Jason Gottshall wrote:
Tomas Doran wrote:
On 9 Dec 2008, at 04:24, bill hauck wrote:
So my question: is there an example application or best practice on
how to implement a check on all calls to see if the user should be
accessing a specific item? I guess this would apply to any type of
system: blog, auction, cms, etc. -- they all require checking if a
specific user can edit a specific item.
Assuming that you're using DBIx::Class, then the common way of doing
this would be to use ResultSet chaining to limit things.

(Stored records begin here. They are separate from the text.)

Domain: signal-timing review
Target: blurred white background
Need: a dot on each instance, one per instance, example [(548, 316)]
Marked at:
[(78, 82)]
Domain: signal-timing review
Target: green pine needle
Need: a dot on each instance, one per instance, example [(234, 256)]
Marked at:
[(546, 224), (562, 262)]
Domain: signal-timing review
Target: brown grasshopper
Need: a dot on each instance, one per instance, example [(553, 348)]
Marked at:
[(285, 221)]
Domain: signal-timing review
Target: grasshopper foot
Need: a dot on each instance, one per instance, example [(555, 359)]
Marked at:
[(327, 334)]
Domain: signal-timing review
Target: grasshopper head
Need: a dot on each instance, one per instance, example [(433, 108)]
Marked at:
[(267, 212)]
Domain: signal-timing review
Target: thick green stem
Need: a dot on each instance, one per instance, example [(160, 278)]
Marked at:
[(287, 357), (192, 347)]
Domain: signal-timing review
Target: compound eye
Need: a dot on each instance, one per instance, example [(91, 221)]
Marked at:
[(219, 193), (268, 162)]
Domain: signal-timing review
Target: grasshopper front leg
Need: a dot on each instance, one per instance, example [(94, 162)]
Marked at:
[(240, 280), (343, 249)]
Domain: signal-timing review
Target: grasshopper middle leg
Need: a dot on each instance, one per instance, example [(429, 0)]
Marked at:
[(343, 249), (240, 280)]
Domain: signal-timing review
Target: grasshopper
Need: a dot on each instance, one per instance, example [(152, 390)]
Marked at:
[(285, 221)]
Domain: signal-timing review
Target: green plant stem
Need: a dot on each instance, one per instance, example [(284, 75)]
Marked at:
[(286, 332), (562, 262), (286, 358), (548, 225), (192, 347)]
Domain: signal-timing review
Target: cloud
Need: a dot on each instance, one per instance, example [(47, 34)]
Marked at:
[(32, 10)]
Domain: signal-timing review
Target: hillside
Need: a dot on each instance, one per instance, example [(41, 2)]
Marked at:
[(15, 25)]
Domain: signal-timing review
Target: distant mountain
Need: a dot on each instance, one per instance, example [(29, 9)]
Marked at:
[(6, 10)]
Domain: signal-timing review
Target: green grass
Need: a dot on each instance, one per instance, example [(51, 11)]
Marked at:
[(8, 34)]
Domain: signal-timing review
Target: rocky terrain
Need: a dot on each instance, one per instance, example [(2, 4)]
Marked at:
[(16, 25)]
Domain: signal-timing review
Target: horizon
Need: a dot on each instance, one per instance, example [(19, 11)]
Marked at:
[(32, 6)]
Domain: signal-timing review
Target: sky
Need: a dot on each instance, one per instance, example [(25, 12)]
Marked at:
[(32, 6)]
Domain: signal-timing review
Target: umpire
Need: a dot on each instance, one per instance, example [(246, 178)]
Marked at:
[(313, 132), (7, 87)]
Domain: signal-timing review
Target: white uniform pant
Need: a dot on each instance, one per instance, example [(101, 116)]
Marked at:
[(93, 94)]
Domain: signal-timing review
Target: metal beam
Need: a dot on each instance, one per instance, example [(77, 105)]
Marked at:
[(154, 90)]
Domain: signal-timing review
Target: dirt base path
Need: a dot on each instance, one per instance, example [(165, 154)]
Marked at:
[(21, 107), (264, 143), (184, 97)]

What you do is add a 'limit_by_user' method (name is not important -
just pick one and stick to it for your entire app) on each ResultSet
class which you can pass $c->user, and have it return a filtered
result set..
You then arrange your controllers such that you will call this method
on all resultsets before actually searching them. The simplest
strategy is to just have code like:
$c->stash->{project} =
$c->model('DB::Project')->limit_by_user($c->user)->find_by_foo($foo);
whenever you want to do a search.
You might try using DBIx::Class::Schema::RestrictWithObject to do this
more centrally. Essentially you put all your "limit_by_user" filters
into one central package, then you just pass $c->user to the schema at
the beginning of the request. RestrictWithObject will intercept all
searches and tack on the appropriate filter for the requested resultset
for you.
Sorry, I should have given an example. Have a look at mst's great
catalyst talk; the RestrictWithObject stuff starts at slide 74:
http://www.shadowcat.co.uk/catalyst/-talks/oscon/crucible.xul
--
Jason Gottshall
[EMAIL PROTECTED]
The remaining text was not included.